Who knows that to be true? Capitalism does not come to a dead end: for example, the microchip revolution over recent decades is a tremendous capitalist-era addition to humankind’s power over nature and potentially over its own social affairs. These and other contemporary technological advances will be taken over by the working class, which develops with and within capitalism and its constantly changing technologies.

Capitalism continues to develop and, in its own bourgeois way, continues to socialise production. It continues to create the material basis for socialism.

The European Union represents a necessary capitalist development. It is reversible only by regression to economic chaos and probably war. Socialists cannot propose to roll the film of history backwards, or want Europe to regress to the old “Balkanised” system of antagonistic bourgeois states and alliances.

The way forward is a working-class campaign to democratise it, and a Europe-wide working-class campaign for a Socialist United States of Europe. We seize the chance to unite the European working class; we propose that the working class should set as its goal the creation of a fully democratic Europe, the overthrow of the bourgeoisie and the creation of the Socialist United States of Europe.

A EU-wide working-class campaign for such a democratic transformation would help show the working class its own immense strength and convince it of the feasibility of radical social transformation.

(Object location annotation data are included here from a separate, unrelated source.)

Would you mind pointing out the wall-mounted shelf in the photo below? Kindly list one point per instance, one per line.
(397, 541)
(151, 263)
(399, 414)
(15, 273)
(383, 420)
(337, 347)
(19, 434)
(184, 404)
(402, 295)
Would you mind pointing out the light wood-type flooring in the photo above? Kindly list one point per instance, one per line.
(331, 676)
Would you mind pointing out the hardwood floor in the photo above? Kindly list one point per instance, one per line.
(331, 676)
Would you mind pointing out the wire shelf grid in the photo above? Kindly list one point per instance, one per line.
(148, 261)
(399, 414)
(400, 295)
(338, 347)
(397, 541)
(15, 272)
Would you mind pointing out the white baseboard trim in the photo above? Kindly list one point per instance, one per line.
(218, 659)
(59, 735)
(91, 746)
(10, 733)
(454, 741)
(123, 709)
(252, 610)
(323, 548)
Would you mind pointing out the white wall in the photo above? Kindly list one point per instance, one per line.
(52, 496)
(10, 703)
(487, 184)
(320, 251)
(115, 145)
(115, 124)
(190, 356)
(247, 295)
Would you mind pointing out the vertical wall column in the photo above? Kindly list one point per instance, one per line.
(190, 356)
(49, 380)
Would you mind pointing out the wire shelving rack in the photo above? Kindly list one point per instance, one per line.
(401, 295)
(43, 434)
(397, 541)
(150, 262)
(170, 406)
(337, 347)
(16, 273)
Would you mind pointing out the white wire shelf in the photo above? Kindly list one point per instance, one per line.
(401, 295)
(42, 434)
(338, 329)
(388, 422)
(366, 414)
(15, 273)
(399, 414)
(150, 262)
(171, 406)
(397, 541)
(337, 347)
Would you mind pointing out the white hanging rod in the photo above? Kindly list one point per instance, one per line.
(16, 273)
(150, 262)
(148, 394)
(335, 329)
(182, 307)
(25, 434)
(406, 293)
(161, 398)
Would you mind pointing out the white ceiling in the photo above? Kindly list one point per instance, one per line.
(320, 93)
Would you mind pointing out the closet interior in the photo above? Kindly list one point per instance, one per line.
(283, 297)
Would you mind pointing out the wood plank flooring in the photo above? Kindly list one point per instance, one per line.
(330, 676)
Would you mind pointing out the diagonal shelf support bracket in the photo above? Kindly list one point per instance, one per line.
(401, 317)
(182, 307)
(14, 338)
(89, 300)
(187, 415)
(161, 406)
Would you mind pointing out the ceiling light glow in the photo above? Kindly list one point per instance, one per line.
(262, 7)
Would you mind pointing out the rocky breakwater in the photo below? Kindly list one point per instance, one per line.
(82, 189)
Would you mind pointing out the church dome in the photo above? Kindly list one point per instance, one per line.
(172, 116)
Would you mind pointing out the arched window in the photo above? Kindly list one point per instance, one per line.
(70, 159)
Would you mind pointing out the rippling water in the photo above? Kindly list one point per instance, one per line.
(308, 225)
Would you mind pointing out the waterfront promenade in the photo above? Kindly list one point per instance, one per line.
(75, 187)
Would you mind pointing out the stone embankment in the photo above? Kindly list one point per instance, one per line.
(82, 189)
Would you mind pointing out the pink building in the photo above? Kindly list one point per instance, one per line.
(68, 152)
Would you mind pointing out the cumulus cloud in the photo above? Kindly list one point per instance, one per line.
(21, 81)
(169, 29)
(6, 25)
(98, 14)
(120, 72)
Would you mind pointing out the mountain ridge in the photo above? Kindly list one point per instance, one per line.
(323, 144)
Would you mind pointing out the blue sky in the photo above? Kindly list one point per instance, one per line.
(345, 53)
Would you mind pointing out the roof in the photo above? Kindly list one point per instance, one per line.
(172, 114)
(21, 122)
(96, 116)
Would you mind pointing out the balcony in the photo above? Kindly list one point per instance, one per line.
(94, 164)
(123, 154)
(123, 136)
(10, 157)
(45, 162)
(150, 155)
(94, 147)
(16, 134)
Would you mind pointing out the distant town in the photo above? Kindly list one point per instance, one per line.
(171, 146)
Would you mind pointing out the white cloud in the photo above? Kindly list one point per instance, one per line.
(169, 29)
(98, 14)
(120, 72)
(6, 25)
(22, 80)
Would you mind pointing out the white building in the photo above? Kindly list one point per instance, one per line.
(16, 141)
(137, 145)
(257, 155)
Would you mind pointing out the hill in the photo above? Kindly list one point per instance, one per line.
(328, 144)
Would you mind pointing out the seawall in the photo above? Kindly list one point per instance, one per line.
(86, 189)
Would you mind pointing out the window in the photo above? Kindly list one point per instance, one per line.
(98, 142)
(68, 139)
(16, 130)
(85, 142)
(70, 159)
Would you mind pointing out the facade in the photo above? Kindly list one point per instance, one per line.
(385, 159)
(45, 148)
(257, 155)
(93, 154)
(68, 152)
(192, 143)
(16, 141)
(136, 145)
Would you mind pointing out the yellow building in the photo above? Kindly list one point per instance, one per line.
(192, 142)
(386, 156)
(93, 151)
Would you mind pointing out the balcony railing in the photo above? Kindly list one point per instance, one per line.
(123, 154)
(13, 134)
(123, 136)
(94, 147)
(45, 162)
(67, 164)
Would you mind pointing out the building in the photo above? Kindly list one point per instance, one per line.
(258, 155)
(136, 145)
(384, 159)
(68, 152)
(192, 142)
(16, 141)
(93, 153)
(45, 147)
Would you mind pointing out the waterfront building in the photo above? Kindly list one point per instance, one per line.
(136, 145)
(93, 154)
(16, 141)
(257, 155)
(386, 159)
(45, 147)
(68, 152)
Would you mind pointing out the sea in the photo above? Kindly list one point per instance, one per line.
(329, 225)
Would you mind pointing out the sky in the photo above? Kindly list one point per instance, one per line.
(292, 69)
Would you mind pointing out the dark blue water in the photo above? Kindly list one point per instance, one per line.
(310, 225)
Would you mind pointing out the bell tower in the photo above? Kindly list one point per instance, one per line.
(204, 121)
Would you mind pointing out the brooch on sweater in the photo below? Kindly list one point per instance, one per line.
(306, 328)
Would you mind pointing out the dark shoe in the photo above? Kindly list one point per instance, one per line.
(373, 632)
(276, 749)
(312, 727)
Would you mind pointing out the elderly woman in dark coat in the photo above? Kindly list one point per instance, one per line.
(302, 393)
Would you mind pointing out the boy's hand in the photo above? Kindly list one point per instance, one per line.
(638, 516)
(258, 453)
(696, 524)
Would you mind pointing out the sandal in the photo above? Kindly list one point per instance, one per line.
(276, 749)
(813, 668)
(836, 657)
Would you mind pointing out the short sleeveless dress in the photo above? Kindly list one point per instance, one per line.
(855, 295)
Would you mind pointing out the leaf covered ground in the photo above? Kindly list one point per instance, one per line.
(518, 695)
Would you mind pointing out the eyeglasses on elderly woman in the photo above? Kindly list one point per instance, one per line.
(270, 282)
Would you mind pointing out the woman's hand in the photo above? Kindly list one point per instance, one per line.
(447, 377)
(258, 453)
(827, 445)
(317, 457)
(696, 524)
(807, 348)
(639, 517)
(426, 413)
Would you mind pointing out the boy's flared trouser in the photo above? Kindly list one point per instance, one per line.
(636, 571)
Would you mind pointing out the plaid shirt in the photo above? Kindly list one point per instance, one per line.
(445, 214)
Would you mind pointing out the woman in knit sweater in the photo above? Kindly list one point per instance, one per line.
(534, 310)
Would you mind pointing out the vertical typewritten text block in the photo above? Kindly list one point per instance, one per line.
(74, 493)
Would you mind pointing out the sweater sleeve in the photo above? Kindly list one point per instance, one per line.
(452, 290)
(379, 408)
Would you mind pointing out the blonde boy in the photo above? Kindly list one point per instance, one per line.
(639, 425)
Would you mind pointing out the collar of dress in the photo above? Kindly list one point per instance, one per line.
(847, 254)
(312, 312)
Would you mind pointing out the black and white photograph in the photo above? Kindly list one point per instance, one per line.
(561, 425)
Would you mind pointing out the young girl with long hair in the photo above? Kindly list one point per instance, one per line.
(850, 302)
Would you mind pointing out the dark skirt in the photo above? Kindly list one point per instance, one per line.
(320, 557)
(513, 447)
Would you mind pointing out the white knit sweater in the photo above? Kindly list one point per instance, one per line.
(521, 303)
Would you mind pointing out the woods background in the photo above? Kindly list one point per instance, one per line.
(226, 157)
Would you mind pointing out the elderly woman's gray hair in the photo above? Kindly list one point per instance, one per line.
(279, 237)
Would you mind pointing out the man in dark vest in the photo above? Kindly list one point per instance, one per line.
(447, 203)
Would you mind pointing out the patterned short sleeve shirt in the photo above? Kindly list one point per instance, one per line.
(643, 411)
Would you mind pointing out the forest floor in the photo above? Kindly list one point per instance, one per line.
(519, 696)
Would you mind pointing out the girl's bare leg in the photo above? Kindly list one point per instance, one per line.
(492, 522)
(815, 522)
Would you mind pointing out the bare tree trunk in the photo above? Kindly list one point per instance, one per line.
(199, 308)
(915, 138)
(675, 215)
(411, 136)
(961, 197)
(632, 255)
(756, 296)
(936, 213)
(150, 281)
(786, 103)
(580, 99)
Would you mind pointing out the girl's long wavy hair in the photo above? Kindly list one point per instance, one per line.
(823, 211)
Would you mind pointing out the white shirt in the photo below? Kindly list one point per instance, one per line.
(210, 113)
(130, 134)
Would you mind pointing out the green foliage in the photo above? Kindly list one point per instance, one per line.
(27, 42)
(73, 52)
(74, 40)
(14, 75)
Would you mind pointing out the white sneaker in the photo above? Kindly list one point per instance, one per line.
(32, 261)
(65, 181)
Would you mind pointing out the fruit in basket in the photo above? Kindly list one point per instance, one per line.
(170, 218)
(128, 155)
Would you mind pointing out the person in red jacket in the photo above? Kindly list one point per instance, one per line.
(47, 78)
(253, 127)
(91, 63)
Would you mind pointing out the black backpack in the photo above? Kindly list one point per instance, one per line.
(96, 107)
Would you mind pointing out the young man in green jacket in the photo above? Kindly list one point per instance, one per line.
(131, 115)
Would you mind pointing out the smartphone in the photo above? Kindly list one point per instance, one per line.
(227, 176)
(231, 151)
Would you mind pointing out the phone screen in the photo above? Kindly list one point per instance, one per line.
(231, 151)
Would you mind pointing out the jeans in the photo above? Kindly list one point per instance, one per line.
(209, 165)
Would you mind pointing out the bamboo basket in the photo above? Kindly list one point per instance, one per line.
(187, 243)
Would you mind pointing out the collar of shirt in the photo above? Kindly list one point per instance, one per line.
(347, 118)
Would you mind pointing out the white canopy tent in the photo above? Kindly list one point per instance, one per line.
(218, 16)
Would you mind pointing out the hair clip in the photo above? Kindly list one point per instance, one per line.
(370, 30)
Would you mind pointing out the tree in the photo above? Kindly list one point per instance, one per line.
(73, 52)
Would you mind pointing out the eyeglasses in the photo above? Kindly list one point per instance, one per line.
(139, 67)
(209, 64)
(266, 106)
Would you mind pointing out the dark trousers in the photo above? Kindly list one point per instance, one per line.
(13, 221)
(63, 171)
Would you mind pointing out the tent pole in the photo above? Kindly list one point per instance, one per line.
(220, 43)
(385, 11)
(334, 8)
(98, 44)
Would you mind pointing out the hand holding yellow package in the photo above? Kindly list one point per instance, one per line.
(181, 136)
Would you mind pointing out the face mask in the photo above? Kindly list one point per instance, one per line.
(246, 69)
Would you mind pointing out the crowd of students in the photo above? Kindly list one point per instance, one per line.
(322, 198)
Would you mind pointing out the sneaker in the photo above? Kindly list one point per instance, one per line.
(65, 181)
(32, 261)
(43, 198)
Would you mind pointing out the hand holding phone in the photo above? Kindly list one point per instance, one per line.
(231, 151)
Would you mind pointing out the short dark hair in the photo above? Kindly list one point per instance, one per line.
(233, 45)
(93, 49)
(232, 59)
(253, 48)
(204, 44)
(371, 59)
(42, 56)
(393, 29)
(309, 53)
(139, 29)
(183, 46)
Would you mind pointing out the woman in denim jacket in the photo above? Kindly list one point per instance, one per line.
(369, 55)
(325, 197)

A programme for European workers

* For a Republican United States of Europe! Scrap the existing bureaucratic structures and replace them with a sovereign elected European Parliament with full control over all EU affairs.
* Fight to level up working class living standards and conditions. For a common campaign for a legal 35 hour week.
* Fight for a guaranteed decent European minimum wage.
* For a Europe-wise emergency programme of public works to tackle unemployment and social exclusion. Workers’ control of the big multinationals, to steer production toward need and to guarantee every worker the right to a decent job.
* For Europe-wide public ownership of all the big banks, and democratic control of credit and monetary policy.
* For the replacement of the Common Agricultural Policy with a plan worked out by workers’ and small farmers’ organisations, based on the public ownership of land. Food production should be geared to the needs of the world’s hungry people.
* For the abolition of VAT and the financing of public services by direct taxation.
* Stop all the state hand-outs to big business — subsidies, tax concessions, reductions in employers’ contributions for social security — and use the money to create jobs in public services.
* Prioritise rebuilding good public services, halt all privatisation plans.
* For free abortion facilities, freely available, everywhere.
* For a Europe which respects the environment, putting controls on industries which pollute, phasing out nuclear power.
* For a Europe open to the world! Free movement of people into the EU; free access for Third World exports to EU markets; a big EU aid programme without strings to the Third World.
* For the right to vote of all residents of EU countries.
* Scrap the proposed Europe defence force. For the replacement of all the EU states’ existing military hierarchies by people’s militia. For a Europe free of nuclear weapons!
* For a united working class. For Europe-wide shop stewards’ committee in all the big multinationals and all the major industries!
* Fight to rebuild a European international socialist movement.
* For a Workers’ United States of Europe.